ツールの数と生産性が連動しない理由の一つは、連携の断絶にある。CRMに入力した顧客情報がMAに自動で流れず、SFAの商談進捗がCRMと紐づいていなければ、その間をつなぐのは手作業になる。どこかの入力が後回しになるたびに、全体のデータ精度は落ちていく。ツールを増やすほど、この断絶が生じる箇所も増える。
データが「ある」ことと「使われる」ことは別の話
導入後によく起きる状態がある。データは蓄積されているのに、週次の営業会議でSFAを開く場面がない。マネージャーが欲しい数字はExcelで集計され、ツールのデータは参照されない。
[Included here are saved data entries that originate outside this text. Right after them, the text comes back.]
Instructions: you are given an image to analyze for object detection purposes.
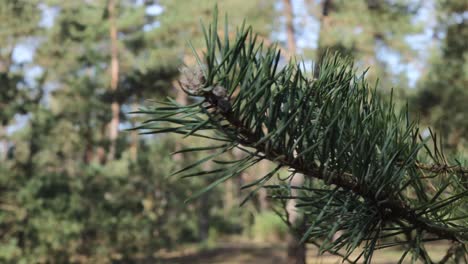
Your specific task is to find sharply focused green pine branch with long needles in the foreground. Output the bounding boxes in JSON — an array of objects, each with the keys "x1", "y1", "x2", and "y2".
[{"x1": 137, "y1": 9, "x2": 468, "y2": 263}]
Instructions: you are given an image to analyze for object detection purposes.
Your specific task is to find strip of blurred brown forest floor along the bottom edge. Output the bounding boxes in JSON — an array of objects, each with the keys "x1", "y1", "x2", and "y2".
[{"x1": 156, "y1": 242, "x2": 448, "y2": 264}]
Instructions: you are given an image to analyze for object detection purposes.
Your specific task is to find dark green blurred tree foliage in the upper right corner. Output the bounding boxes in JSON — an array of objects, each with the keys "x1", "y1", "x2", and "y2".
[{"x1": 414, "y1": 0, "x2": 468, "y2": 153}]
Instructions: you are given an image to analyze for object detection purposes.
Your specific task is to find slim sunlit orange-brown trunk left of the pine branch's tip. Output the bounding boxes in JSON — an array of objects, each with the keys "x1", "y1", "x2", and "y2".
[{"x1": 107, "y1": 0, "x2": 120, "y2": 160}]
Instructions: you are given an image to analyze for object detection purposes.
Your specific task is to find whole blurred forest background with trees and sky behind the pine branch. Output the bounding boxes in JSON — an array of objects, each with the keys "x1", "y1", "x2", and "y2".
[{"x1": 0, "y1": 0, "x2": 468, "y2": 263}]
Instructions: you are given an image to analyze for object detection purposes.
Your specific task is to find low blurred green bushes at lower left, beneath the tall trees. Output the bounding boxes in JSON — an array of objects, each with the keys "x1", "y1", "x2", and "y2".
[{"x1": 0, "y1": 136, "x2": 227, "y2": 263}]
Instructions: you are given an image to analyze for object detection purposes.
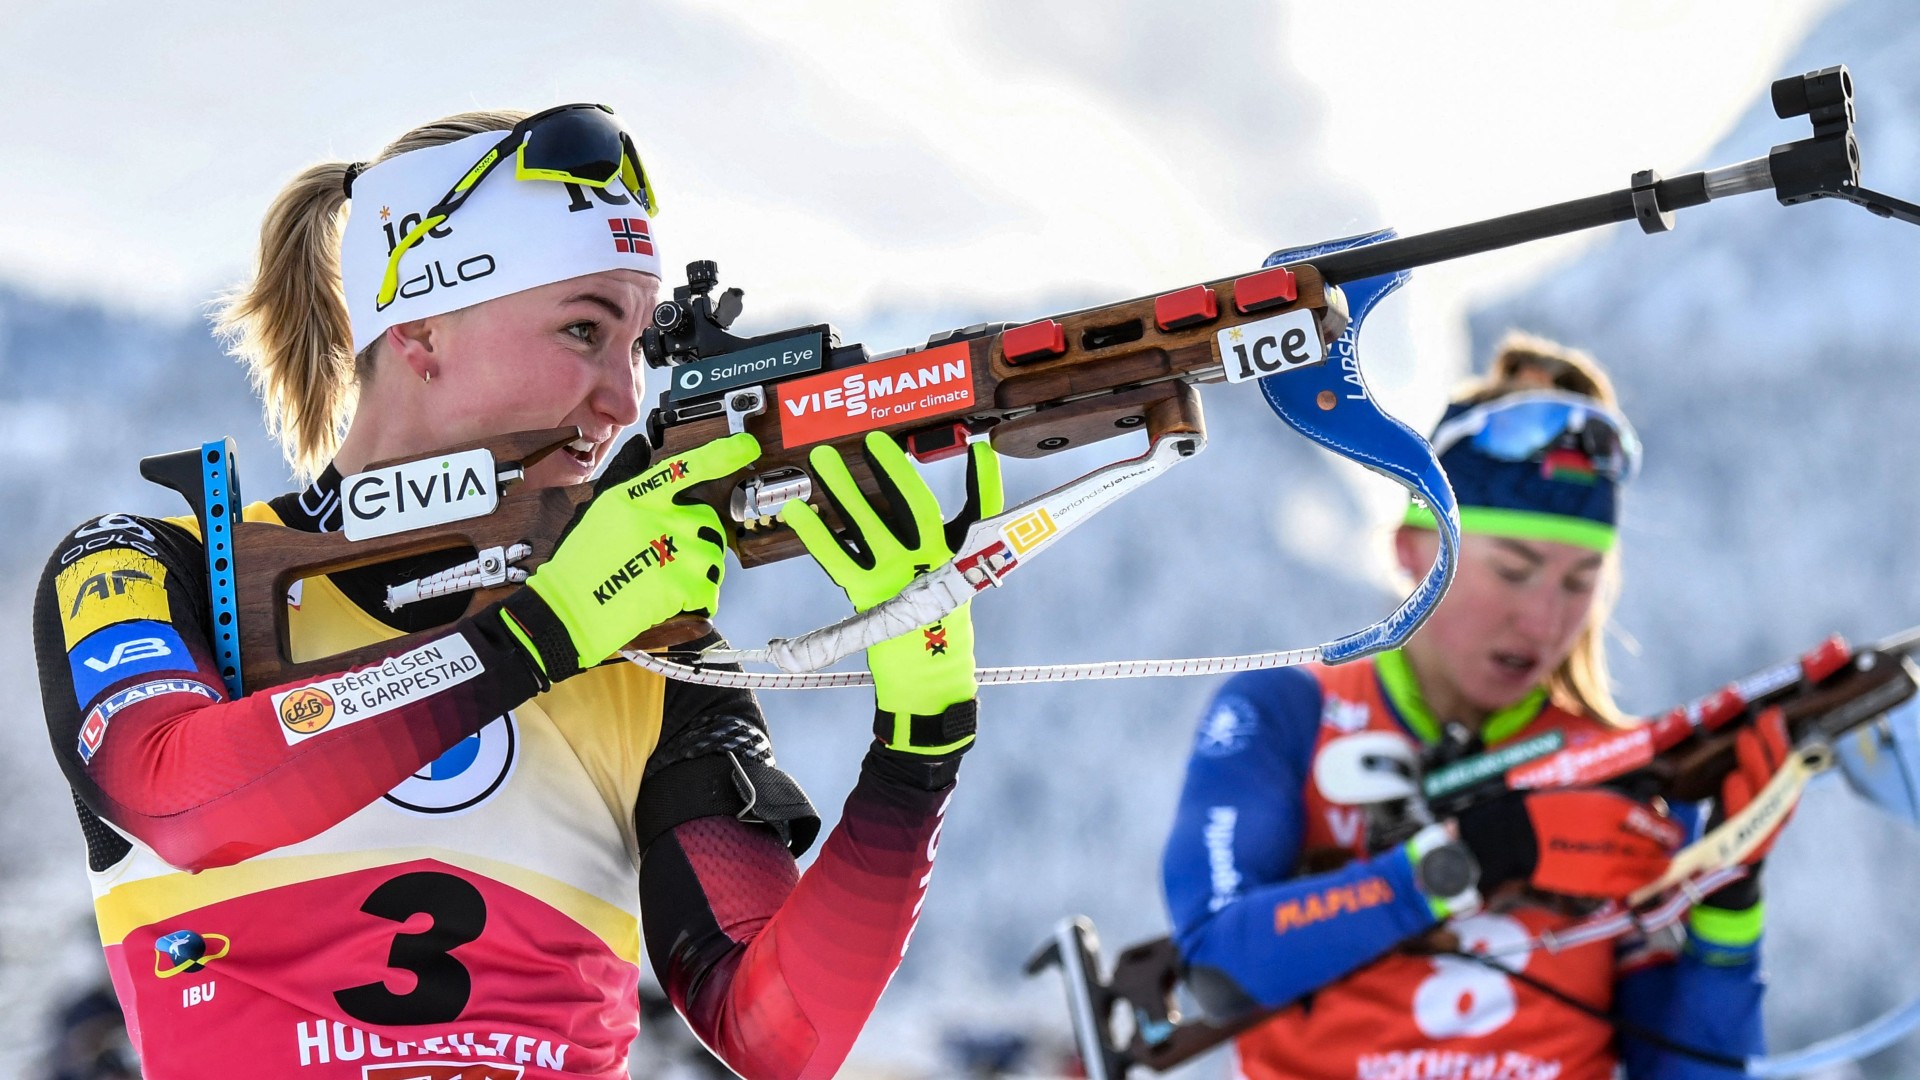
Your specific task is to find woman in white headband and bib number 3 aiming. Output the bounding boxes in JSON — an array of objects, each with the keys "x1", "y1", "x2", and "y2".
[{"x1": 33, "y1": 106, "x2": 998, "y2": 1080}]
こうなると、入力コストだけが現場に残る。
実効性のある営業DXには、次の問いへの答えが必要だ。
- 誰がどの項目を、何のために入力するか
- 入力されたデータを、いつ・誰が・何の判断に使うか
- ツール間でどこのデータ連携が断絶しているか
この設計がないまま導入を進めると、ツールは「管理ダッシュボード」になる。現場には入力の義務が残り、経営には見たい数字が届かない。補助金でIT導入した会社が「続けられない」理由で論じたように、導入後の定着設計こそが実効性の分岐点になる。ツール選定より先に、「このデータは誰がいつ使うか」を言語化することが必要だ。
評価制度が変わらなければ、行動は変わらない
最も見落とされやすい論点が、評価制度との整合だ。営業担当者の評価軸が「訪問件数」であれば、SFAに案件の確度を丁寧に入力する動機は薄い。訪問を増やすことが評価につながり、入力の精度を上げることはつながらないからだ。
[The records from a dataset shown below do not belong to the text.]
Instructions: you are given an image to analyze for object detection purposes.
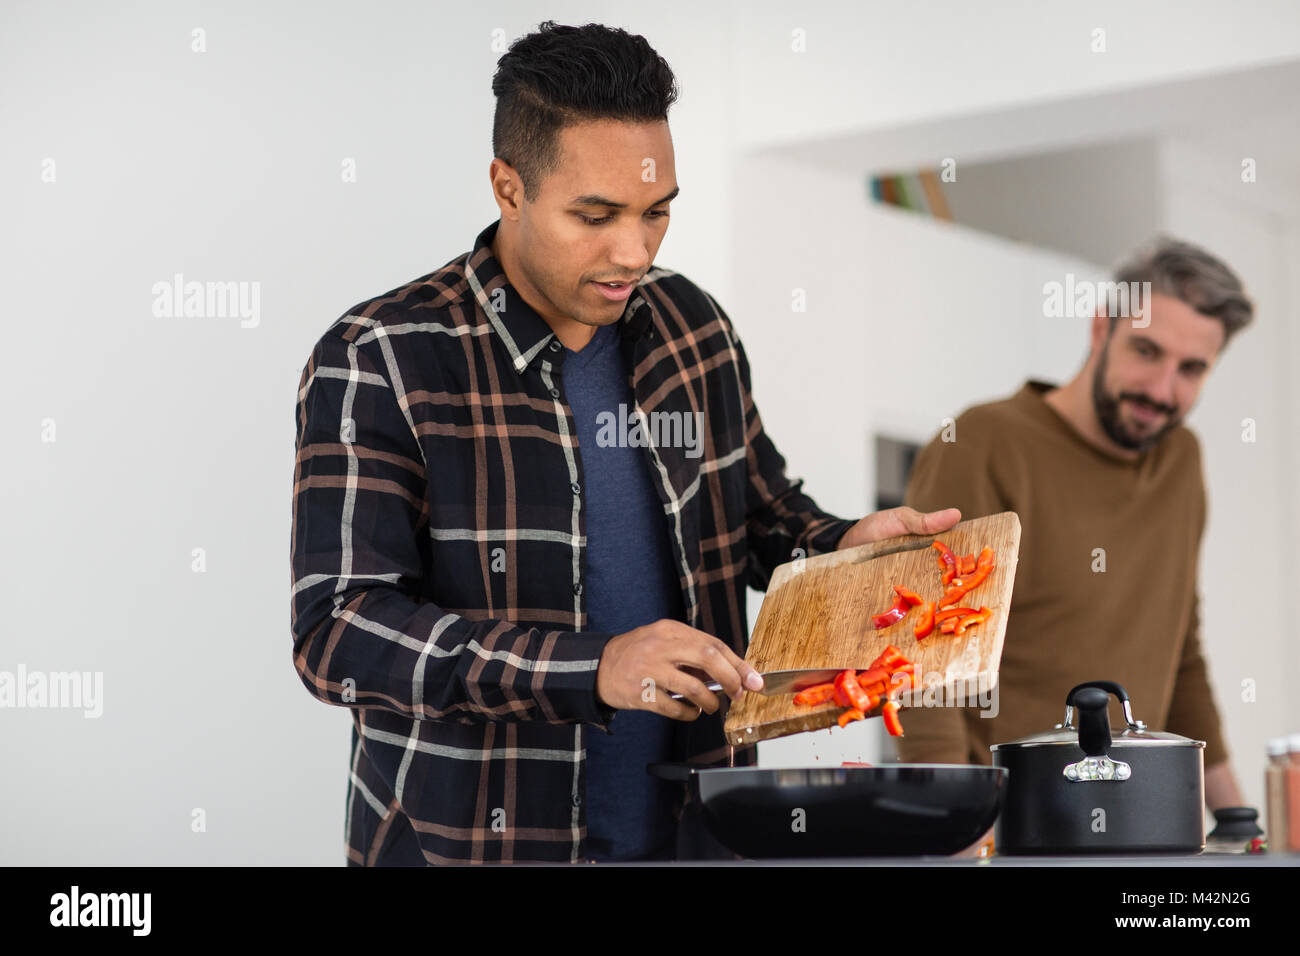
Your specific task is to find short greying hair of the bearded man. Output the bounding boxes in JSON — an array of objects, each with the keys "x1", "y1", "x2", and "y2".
[{"x1": 1110, "y1": 235, "x2": 1255, "y2": 346}]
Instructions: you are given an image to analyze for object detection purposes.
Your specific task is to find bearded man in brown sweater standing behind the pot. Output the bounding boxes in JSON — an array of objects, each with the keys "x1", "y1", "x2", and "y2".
[{"x1": 898, "y1": 238, "x2": 1253, "y2": 809}]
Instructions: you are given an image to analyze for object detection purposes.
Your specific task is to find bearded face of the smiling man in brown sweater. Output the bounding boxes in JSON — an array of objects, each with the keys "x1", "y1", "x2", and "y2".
[{"x1": 1092, "y1": 294, "x2": 1223, "y2": 451}]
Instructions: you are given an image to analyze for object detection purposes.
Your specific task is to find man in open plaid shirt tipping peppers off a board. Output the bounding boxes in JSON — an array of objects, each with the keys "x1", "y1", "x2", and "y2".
[{"x1": 291, "y1": 22, "x2": 958, "y2": 865}]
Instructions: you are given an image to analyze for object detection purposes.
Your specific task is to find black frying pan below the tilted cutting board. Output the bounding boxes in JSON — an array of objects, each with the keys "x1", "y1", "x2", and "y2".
[{"x1": 646, "y1": 763, "x2": 1008, "y2": 858}]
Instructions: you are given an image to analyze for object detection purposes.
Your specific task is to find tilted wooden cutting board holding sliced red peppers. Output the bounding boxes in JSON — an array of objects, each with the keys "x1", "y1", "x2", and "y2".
[{"x1": 725, "y1": 511, "x2": 1021, "y2": 747}]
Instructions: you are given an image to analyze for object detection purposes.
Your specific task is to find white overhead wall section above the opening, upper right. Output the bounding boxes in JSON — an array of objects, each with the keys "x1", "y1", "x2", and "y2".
[{"x1": 733, "y1": 0, "x2": 1300, "y2": 148}]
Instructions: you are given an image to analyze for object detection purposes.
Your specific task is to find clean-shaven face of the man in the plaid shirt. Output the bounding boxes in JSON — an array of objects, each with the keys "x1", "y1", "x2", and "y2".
[{"x1": 506, "y1": 120, "x2": 677, "y2": 325}]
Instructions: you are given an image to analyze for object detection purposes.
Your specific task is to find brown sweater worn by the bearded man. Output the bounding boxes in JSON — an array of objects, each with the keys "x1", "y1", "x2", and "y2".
[{"x1": 898, "y1": 381, "x2": 1227, "y2": 767}]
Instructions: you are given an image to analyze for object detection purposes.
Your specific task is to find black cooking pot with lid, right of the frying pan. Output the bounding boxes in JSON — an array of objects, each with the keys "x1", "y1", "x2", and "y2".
[{"x1": 991, "y1": 680, "x2": 1205, "y2": 855}]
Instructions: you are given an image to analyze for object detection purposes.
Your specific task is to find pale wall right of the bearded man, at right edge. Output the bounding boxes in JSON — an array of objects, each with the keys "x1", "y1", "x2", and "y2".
[{"x1": 1161, "y1": 140, "x2": 1300, "y2": 806}]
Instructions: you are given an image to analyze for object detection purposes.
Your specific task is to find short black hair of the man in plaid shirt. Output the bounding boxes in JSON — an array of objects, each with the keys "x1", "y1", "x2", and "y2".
[{"x1": 491, "y1": 20, "x2": 677, "y2": 200}]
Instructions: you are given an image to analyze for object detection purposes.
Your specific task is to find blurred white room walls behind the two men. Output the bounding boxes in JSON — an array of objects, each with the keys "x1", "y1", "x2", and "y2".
[{"x1": 0, "y1": 0, "x2": 1300, "y2": 865}]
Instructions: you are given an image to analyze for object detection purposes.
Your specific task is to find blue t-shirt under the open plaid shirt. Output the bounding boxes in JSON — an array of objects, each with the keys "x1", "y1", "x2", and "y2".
[{"x1": 560, "y1": 324, "x2": 685, "y2": 861}]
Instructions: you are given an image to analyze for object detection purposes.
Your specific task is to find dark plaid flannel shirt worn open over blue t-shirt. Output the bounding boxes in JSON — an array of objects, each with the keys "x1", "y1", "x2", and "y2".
[{"x1": 291, "y1": 221, "x2": 853, "y2": 865}]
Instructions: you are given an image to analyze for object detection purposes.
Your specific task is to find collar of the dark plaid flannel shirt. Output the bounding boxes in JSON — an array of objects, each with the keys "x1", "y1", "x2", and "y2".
[{"x1": 465, "y1": 219, "x2": 651, "y2": 372}]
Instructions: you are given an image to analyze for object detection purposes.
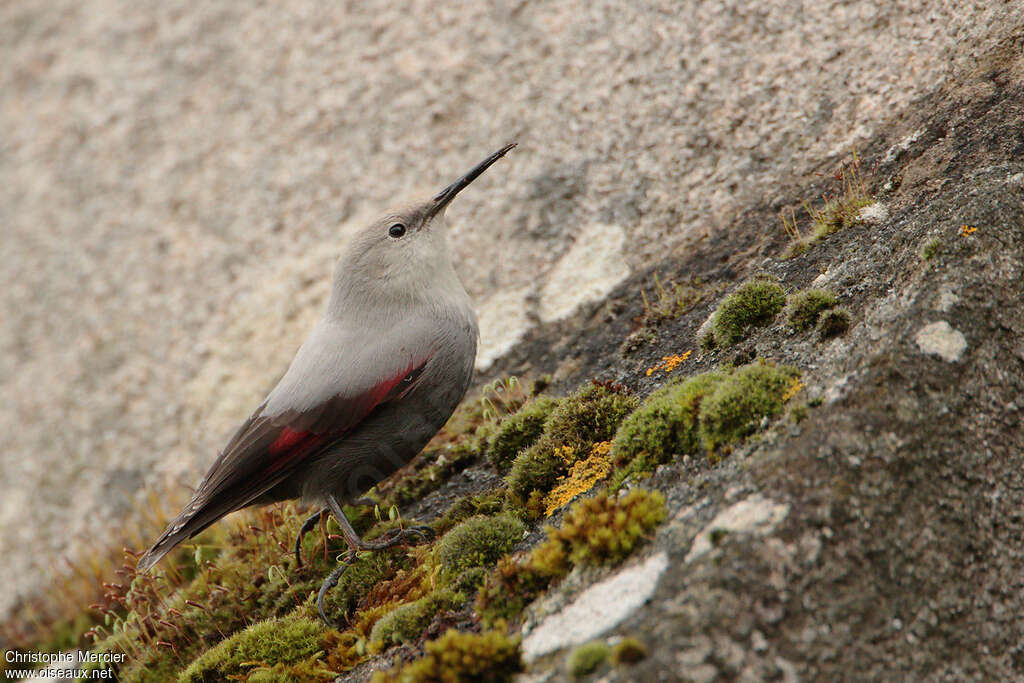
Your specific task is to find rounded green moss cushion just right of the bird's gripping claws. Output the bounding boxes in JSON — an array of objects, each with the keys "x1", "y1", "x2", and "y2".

ツールが変わっても、評価の軸が変わらなければ、行動は変わらない。
KPIとツールの活用指標を接続することは、管理のためではなく現場の動機設計のために必要だ。「CRMに詳細を記録した案件は成約率が高い」という実感が現場に生まれれば、入力は義務ではなく習慣になる。逆にその回路がなければ、どれだけツールを整えても形だけのものになる。
「現場が反対している」の主語を問い直すでも論じたように、DXの停滞は設計側の問題として現れることが多い。営業DXも同じ構造を持つ。ツールを追加する前に、今あるデータが誰に使われているかを確認することが先だ。アルゴラではしぼるという伴走支援のかたちで、こうした運用設計の見直しを一緒に進めている。
FAQ
よくある質問
CRMとSFAとMAを全部導入すると営業生産性は上がりますか
必ずしも上がるとは言えない。入力設計・ツール連携・評価制度との整合が取れていない場合、ツールの増加は現場の負荷増につながる。
営業ツールが現場に使われなくなる主な原因は何ですか
入力したデータが意思決定の場に届かないことが最大の原因で、現場がツールを「管理される場所」と認識した時点から離脱が始まる。
営業DXを見直すとき、最初に確認すべきことは何ですか
新しいツールを追加する前に、既存ツールのデータが実際の営業会議や商談判断で使われているかを確認することが出発点になる。